In the Hebrew Scriptures the history books – Samuel, Kings and Chronicles – have a difficult time with the idea of Kingship. It is not because of the bad ones: the kings who manifestly disobey the commands of God from start to finish. It‘s also the ones you would think we should admire, and hold up as examples. Of course even they do some stupid things. People do. But the histories of Israel are more worried than that. Taken as a whole they advise us to regard the whole institution of monarchy with great caution.

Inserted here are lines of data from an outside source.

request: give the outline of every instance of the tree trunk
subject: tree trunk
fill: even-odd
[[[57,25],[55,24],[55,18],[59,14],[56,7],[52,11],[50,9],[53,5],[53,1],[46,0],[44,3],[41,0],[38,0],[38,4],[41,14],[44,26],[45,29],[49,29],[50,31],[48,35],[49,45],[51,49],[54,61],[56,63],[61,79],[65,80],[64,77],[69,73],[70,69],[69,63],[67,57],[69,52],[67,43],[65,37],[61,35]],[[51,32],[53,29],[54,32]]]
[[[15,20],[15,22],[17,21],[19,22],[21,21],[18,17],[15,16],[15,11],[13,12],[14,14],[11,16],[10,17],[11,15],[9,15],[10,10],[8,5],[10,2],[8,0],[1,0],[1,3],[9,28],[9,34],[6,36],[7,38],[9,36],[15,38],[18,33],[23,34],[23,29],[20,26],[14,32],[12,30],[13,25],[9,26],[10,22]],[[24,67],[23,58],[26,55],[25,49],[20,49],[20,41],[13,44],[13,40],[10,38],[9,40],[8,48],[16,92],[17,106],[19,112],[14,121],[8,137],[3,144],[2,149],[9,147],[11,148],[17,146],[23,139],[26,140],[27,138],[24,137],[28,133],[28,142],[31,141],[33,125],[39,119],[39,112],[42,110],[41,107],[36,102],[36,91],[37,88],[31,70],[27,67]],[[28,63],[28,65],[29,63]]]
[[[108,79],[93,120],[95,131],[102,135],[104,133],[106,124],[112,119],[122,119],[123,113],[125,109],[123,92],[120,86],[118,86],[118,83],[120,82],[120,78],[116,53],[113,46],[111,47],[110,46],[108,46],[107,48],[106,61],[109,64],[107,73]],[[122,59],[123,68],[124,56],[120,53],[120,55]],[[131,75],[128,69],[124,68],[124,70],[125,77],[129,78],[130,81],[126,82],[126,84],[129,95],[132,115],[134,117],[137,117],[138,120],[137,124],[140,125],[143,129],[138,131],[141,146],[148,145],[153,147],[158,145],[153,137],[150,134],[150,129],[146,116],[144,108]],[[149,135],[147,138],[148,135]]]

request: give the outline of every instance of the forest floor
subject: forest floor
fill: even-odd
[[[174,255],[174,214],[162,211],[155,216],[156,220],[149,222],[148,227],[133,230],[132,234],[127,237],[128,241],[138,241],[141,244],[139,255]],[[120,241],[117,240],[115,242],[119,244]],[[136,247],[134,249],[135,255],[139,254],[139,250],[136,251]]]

This stretches right back to the people’s demand for a king in the first place. Samuel has combined the roles of prophet and judge, but the people have no faith in those who will follow him. They look around at other nations, just as our politicians do today when looking for a model of some social policy: ‘they do it better in Sweden’; ‘this is what works in Germany’. The people look at the strong nations around, for Israel has ever been under threat from its neighbours. And they see that kingship seems to work. ‘Give us one of them’, they demand of Samuel.
Samuel does, but gives them a health warning. The King will make you subservient. The King will demand everything of you, he says. ‘In that day you will cry out because of your King’ is his prophecy, in 1 Samuel 8. 18. Their reply? ‘No! but we are determined to have a king over us, so that we might be like other nations…’ (1 Sam 8. 19, 20). And they get their wish. Saul, who is something of a disaster, then David, who builds up the country and enlarges its borders, and Solomon, who establishes it, fortifying Jerusalem even more, holding court there so that world leaders come knocking, and founding the temple, to show the impregnable power of the relationship between God, King, nation and people.
A wise reading of history is often able to show that the seeds of destruction are to be found at the moment of what looks like complete success. A reliance on what has got you to the point of achievement, simply looking for more of the same, will lead to the whole edifice crumbling. That’s as true of the Roman Empire as of the financial markets in 2007 as it is of the England cricketers who won the Ashes in 2005 and fell away soon after. The Books of Kings, especially, describe just such a fall, and attribute it not just to bad leadership, but to the very model of kingship itself.
Solomon, the wise, the all powerful, the sought after one, is not immune from finding security in transient alliances rather than the complete dependence on God which is the hallmark of Israel. Kingship makes you do that. Power concentrated in the hands of one person, to whom others fawn, eventually corrupts. And with few checks and balances that power turns in on itself. It was already happening at the end of Solomon’s reign, and not even the strong words of the prophet Ahijah about the breaking up of the twelve tribes of Israel can stop the process.
Our first reading tonight carries on the story. Solomon has died. Rehoboam, his son and anointed successor, trusts in the wrong sort of exercise of authority. Absolute kingship, he feels, can best be demonstrated by showing people who is boss. Is that not what a King is? Wise heads invite him to exercise his authority with humility and restraint, but kingship lends itself more easily to a display of power than of humility. He would rather be ruler than servant. He would look weak otherwise. Ten of the tribes tell him what he can do with it, and so begins the split of the nation, into two Kingdoms. A couple of hundred years and it’s all gone, the nation overrun, the leaders in exile. And we can safely say that the split, the destruction, has been there all along.
My former boss used to say that ‘any system can be made not to work’. The Judges and the early prophets had their troubles too. But reliance on an overt exercise of power – ‘someone who will go out before us and fight our battles’, as the people say to Samuel when they ask for a King – this reliance has perhaps more chance of failure than any other. The people put a figurehead and a system in between them and their joint responsibility for the land and nation and people. Their abdication of power leads to it being exercised badly, however hard the King in question tries.
In that same land today different models of leadership and power currently clash, and people die. In our own land the people with power seen increasingly remote for the people they govern, or should that be ‘serve’? Across the world leaders posture and threaten with the force of vast military might. We do well to be suspicious of the exercise of power. We do well also to pray for those who have it, and hold up before them the model of the one who, with all authority on heaven and earth, sought out the weak, sat with the needy, shared the life of the poor, and gave up every shred of what he had, that we might live. Amen.